Getting started with Amazon Kinesis Data Streams

Get started

Amazon Kinesis Data Streams is a massively scalable, highly durable data ingestion and processing service optimized for streaming data. You can configure hundreds of thousands of data producers to continuously put data into a Kinesis data stream. Data will be available within milliseconds to your Amazon Kinesis applications, and those applications will receive data records in the order they were generated.

Amazon Kinesis Data Streams is integrated with a number of AWS services, including Amazon Kinesis Data Firehose for near real-time transformation and delivery of streaming data into an AWS data lake like Amazon S3Amazon Managed Service for Apache Flink for managed stream processing, AWS Lambda for event or record processing, AWS PrivateLink for private connectivity, Amazon Cloudwatch for metrics and log processing, and AWS KMS for server-side encryption.

Amazon Kinesis Data Streams is used as the gateway of a big data solution. Data from various sources is put into an Amazon Kinesis stream and then the data from the stream is consumed by different Amazon Kinesis applications. In this example, one application (in yellow) is running a real-time dashboard against the streaming data. Another application (in red) performs simple aggregation and emits processed data into Amazon S3. The data in S3 is further processed and stored in Amazon Redshift for complex analytics. The third application (in green) emits raw data into Amazon S3, which is then archived to Amazon Glacier for lower cost long-term storage. Notice all three of these data processing pipelines are happening simultaneously and in parallel.

Get started with Amazon Kinesis Data Streams

See What's New with Amazon Kinesis Data Streams

Request support for your proof-of-concept or evaluation

Videos

Use Kinesis Data Streams

After you sign up for Amazon Web Services, you can start using Amazon Kinesis Data Streams by:

  • Creating an Amazon Kinesis data stream through either Amazon Kinesis Management Console or Amazon Kinesis CreateStream API.
  • Configuring your data producers to continuously put data into your Amazon Kinesis data stream.
  • Building your Amazon Kinesis applications to read and process data from your Amazon Kinesis data stream.

Key concepts

A data producer is an application that typically emits data records as they are generated to a Kinesis data stream. Data producers assign partition keys to records. Partition keys ultimately determine which shard ingests the data record for a data stream.

A data consumer is a distributed Kinesis application or AWS service retrieving data from all shards in a stream as it is generated. Most data consumers are retrieving the most recent data in a shard, enabling real-time analytics or handling of data.

A data stream is a logical grouping of shards. There are no bounds on the number of shards within a data stream (request a limit increase if you need more). A data stream will retain data for 24 hours by default, or optionally up to 365 days.

A shard is the base throughput unit of an Amazon Kinesis data stream.

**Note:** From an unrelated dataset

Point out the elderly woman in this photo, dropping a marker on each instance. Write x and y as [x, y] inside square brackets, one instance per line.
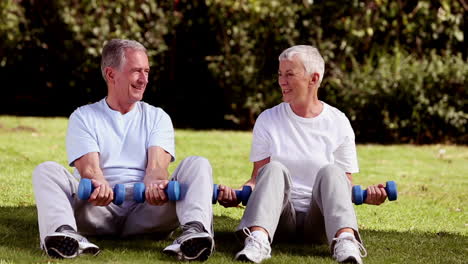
[303, 155]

  • A shard is an append-only log and a unit of streaming capability. A shard contains an ordered sequence of records ordered by arrival time.
  • One shard can ingest up to 1000 data records per second, or 1MB/sec. Add more shards to increase your ingestion capability.
  • Add or remove shards from your stream dynamically as your data throughput changes using the AWS console, UpdateShardCount API, trigger automatic scaling via AWS Lambda, or using an auto scaling utility.
  • When consumers use enhanced fan-out, one shard provides 1MB/sec data input and 2MB/sec data output for each data consumer registered to use enhanced fan-out.
  • When consumers do not use enhanced fan-out, a shard provides 1MB/sec of input and 2MB/sec of data output, and this output is shared with any consumer not using enhanced fan-out.
  • You will specify the number of shards needed when you create a stream and can change the quantity at any time. For example, you can create a stream with two shards. If you have 5 data consumers using enhanced fan-out, this stream can provide up to 20 MB/sec of total data output (2 shards x 2MB/sec x 5 data consumers). When data consumer are not using enhanced fan-out this stream has a throughput of 2MB/sec data input and 4MB/sec data output. In all cases this stream allows up to 2000 PUT records per second, or 2MB/sec of ingress whichever limit is met first.
  • You can monitor shard-level metrics in Amazon Kinesis Data Streams.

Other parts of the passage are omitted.